BGH, Urteil vom 17.07.2008 – I ZR 181/05
Die Vorschriften der CMR kommen grundsätzlich – sofern sich aus dem anwendbaren nationalen Recht nicht etwas anderes ergibt – unmittelbar nur auf Verträge über unimodale grenzüberschreitende Straßengütertransporte zur Anwendung (Abgrenzung BGH, 24. Juni 1987, I ZR 127/85, BGHZ 101, 172 und BGH, 30. September 1993, I ZR 258/91, BGHZ 123, 303) (Rn.20) (Rn.26).
Tenor
Auf die Revisionen der Beklagten und der Streithelferin wird das Urteil des 18. Zivilsenats des Oberlandesgerichts Düsseldorf vom 28. September 2005 aufgehoben.
Die Berufung der Klägerinnen gegen das Urteil der 1. Kammer für Handelssachen des Landgerichts Mönchengladbach vom 11. Juli 2002 wird mit der Maßgabe zurückgewiesen, dass die Klage als unzulässig abgewiesen wird.

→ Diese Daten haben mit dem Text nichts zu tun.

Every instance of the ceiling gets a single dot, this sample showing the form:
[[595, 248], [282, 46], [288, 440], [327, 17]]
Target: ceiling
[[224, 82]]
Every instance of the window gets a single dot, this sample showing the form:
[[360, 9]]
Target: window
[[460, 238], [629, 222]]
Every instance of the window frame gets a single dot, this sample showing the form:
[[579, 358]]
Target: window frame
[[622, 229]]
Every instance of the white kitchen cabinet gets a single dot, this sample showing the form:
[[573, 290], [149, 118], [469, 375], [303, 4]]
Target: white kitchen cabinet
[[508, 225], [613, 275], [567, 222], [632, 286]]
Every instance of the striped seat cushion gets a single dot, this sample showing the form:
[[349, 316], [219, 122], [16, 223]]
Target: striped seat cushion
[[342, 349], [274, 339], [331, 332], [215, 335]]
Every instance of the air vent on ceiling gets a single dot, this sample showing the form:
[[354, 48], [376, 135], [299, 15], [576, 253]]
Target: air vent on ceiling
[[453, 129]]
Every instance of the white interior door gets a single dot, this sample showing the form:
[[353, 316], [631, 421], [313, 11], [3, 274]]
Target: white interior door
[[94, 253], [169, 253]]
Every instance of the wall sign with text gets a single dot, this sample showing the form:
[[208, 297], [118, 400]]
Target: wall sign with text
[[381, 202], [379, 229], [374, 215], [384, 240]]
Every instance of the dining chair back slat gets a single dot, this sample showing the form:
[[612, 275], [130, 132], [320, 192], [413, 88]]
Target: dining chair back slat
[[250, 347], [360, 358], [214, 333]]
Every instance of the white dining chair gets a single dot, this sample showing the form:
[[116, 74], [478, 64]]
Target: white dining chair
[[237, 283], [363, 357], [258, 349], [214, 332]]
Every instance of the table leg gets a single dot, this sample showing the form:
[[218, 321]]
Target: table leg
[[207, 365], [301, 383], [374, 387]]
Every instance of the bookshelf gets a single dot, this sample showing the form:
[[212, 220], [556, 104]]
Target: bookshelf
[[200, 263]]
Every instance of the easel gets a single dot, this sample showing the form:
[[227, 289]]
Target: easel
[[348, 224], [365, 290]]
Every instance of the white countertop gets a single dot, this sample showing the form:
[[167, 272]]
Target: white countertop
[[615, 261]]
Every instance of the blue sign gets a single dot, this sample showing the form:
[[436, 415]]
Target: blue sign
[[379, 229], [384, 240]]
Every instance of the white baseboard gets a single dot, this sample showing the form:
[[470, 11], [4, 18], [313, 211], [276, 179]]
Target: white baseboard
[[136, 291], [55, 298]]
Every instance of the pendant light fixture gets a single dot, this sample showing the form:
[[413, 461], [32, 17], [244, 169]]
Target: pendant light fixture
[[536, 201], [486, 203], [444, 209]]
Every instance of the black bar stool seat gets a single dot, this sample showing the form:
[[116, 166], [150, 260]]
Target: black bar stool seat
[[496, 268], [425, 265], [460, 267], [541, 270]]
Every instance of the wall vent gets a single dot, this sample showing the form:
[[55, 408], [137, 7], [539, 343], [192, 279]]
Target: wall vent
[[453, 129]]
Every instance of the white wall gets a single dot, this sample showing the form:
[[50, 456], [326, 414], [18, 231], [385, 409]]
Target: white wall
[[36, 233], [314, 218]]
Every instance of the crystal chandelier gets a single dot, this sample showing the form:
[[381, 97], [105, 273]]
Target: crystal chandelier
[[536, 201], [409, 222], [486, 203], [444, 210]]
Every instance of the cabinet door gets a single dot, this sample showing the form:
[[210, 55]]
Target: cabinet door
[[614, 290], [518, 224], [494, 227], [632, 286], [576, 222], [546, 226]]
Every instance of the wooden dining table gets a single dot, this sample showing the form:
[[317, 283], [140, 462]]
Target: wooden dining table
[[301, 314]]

Die Klägerinnen tragen die Kosten der Rechtsmittelverfahren und die der Streithelferin entstandenen Kosten.
Von Rechts wegen
Tatbestand
1
Die klagenden Versicherer nehmen die Beklagte, ein japanisches Speditionsunternehmen, aus abgetretenem und übergegangenem Recht wegen Beschädigung von Transportgut auf Schadensersatz in Anspruch.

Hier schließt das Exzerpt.